L’ARCHITECTE-
CISELEUR
L’ENVIRONNEMENT DOMINANT DOIT ÊTRE BÂTI POUR L’ÉCHELLE DU PIÉTON. CELUI-CI NE DOIT ÊTRE ÉCRASÉ NI EN HAUTEUR NI PAR UNE MONOTONIE HORIZONTALE. NOUS CHERCHONS À FRAGMENTER LES PAYSAGES QUE NOUS FABRIQUONS.
Images Didier Ghislain, Kaupunki et Stéphane Moya
Les barres et les tours comme point de départ
Nous nous construisons aussi par nos expériences… or nous avons souvent été amenés à intervenir dans des sites difficiles, de barres et de tours. Cela nous a conduits à observer et référencer les situations urbaines dans lesquelles les habitants semblent se sentir bien. Nous portons la conviction que l’environnement dominant doit être bâti pour l’échelle du piéton. Que celui-ci ne doit être écrasé ni en hauteur ni par une monotonie horizontale. Nous nous sommes largement reconnus dans l’ouvrage de Jan Gehl, Pour des villes à échelle humaine : il ose dire des évidences que nombre d’architectes n’assument pas, souvent par snobisme. Il réactive notamment la figure du piéton comme le juste étalon de fabrication des villes, indiquant par exemple, sur la base d’un travail fin de terrain, qu’une façade est vivante lorsqu’elle est cadencée verticalement tous les six mètres.
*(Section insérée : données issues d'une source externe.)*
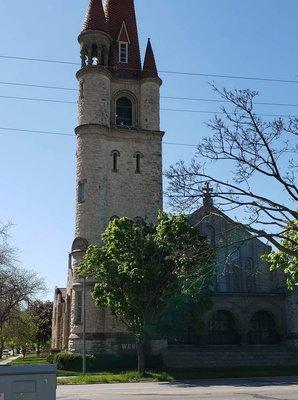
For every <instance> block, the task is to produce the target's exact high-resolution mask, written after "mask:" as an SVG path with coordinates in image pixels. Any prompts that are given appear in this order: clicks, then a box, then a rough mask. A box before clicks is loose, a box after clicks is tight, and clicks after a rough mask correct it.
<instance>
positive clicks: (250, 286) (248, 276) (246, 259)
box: [244, 257, 256, 293]
mask: <svg viewBox="0 0 298 400" xmlns="http://www.w3.org/2000/svg"><path fill="white" fill-rule="evenodd" d="M244 271H245V281H246V282H245V283H246V290H247V292H249V293H253V292H256V271H255V266H254V262H253V260H252V258H249V257H248V258H246V260H245V264H244Z"/></svg>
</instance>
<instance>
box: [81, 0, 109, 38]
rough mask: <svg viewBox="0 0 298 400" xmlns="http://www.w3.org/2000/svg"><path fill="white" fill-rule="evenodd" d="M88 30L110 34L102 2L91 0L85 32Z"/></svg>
mask: <svg viewBox="0 0 298 400" xmlns="http://www.w3.org/2000/svg"><path fill="white" fill-rule="evenodd" d="M87 30H92V31H104V32H108V23H107V21H106V16H105V13H104V10H103V5H102V2H101V0H90V3H89V7H88V10H87V14H86V17H85V21H84V25H83V31H87Z"/></svg>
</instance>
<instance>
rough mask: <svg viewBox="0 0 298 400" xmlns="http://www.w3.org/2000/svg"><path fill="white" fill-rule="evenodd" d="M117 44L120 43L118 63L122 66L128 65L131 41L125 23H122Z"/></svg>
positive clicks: (117, 41) (119, 47)
mask: <svg viewBox="0 0 298 400" xmlns="http://www.w3.org/2000/svg"><path fill="white" fill-rule="evenodd" d="M117 43H118V62H119V63H120V64H128V62H129V46H130V40H129V36H128V32H127V27H126V24H125V21H123V23H122V26H121V30H120V33H119V36H118V41H117Z"/></svg>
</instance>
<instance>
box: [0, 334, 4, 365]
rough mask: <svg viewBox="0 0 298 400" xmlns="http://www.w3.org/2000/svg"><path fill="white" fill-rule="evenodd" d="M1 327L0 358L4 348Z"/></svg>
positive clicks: (1, 357) (0, 334) (3, 341)
mask: <svg viewBox="0 0 298 400" xmlns="http://www.w3.org/2000/svg"><path fill="white" fill-rule="evenodd" d="M2 332H3V331H2V328H1V329H0V360H2V358H3V350H4V338H3V334H2Z"/></svg>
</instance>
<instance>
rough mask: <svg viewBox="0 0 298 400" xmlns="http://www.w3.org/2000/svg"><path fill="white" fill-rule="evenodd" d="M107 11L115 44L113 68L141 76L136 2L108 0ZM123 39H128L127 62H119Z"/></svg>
mask: <svg viewBox="0 0 298 400" xmlns="http://www.w3.org/2000/svg"><path fill="white" fill-rule="evenodd" d="M105 11H106V17H107V19H108V23H109V29H110V35H111V36H112V38H113V42H114V48H113V54H112V59H111V62H112V66H114V67H117V69H119V70H124V71H127V72H130V73H131V74H132V75H138V74H140V72H141V69H142V67H141V56H140V46H139V38H138V28H137V21H136V14H135V7H134V1H133V0H106V3H105ZM123 37H126V38H127V42H125V43H127V46H128V47H127V49H128V54H127V55H128V57H127V62H120V60H119V42H120V43H122V42H123Z"/></svg>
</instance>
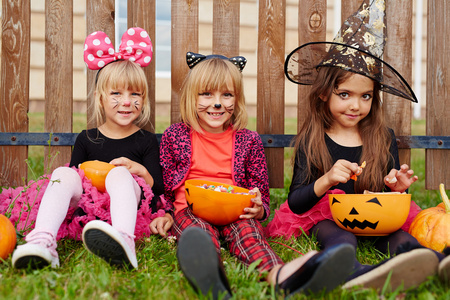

Fragmenter de mille et une manières
Nous cherchons à fragmenter les paysages que nous fabriquons. D’abord en évitant la figure de la barre : nous créons autant que possible des plots et non une barre. Puis, chaque plot est ensuite décomposé en micro-architecture.
La fragmentation s’exprime bien sûr d’autant plus facilement qu’elle reflète une diversité d’usages dans un même bâtiment. Ces « bâtiments hybrides » reviennent sur le devant de la scène avec une forte demande, notamment des collectivités, pour introduire une diversité d’usages au sein de secteurs à dominante résidentielle.
Nous n’avons pas attendu « Réinventer Paris » pour explorer ces formes hybrides si riches. Le projet de la Goutte-d’Or, rue Myrha, est une pépite hybride autour des musiques du monde regroupant, sur un millier de m2, à la fois un restaurant, des salles de répétition, des bureaux, des logements de résidence artistique et une salle de concert. C’est un casse-tête fonctionnel, mais quel plaisir de pouvoir donner à voir cette richesse programmatique ! La tri-maison a été l’une des premières recherches de l’agence, menée pour le bailleur de Reims le Foyer rémois : explorer de quelle façon une maison pouvait offrir une grande diversité d’usages possibles, depuis l’aide à domicile pour personnes âgées, à la « pièce en plus » pour travaux manuels, en passant par la chambre de l’adolescent-guitariste bruyant…
Mais lorsque cette diversité d’usages ne fait pas partie du programme, nous cherchons toujours à proposer des formes de fragmentation : c’est l’un des préalables nécessaires pour que les habitants s’approprient facilement un volume.
Intervenir en amont
Certains projets pourraient être bien meilleurs encore si nous avions pu travailler en amont avec la maîtrise d’ouvrage. Quand la fiche de lot, souvent très précise, est finalisée, les dés sont lancés et l’essentiel est joué. La question se résume trop souvent à : « Comment faire un projet acceptable en bourrant le site de la surface exigée ? »
Le moment charnière de conception est celui des premières faisabilités. Malheureusement, dans bien des cas, les pré-faisabilités sont peu payées, réalisées par des architectes qui les fabriquent à la chaîne.
Des fabrications alternatives émergent : les ateliers de conception à Clichy-Batignolles ou « Réinventer Paris », par exemple. Elles sont une brèche dans l’urbanisme prescriptif de la fiche de lot. Ce sont des directions à explorer en effet, quitte à passer plus de temps en amont dans un dialogue précieux maîtrise d’ouvrage – maîtrise d’œuvre de définition des grandes orientations du projet.
Humaniser la densité
Ceci étant, quelles que soient les méthodes de fabrication du projet, l’impératif de densité demeurera car il répond à une contrainte économique de plus en plus forte. Dans ce cas, fragmenter les volumes, ciseler les formes, sortir des épannelages monolithiques nous semblent être les seules voies pour humaniser cette densité.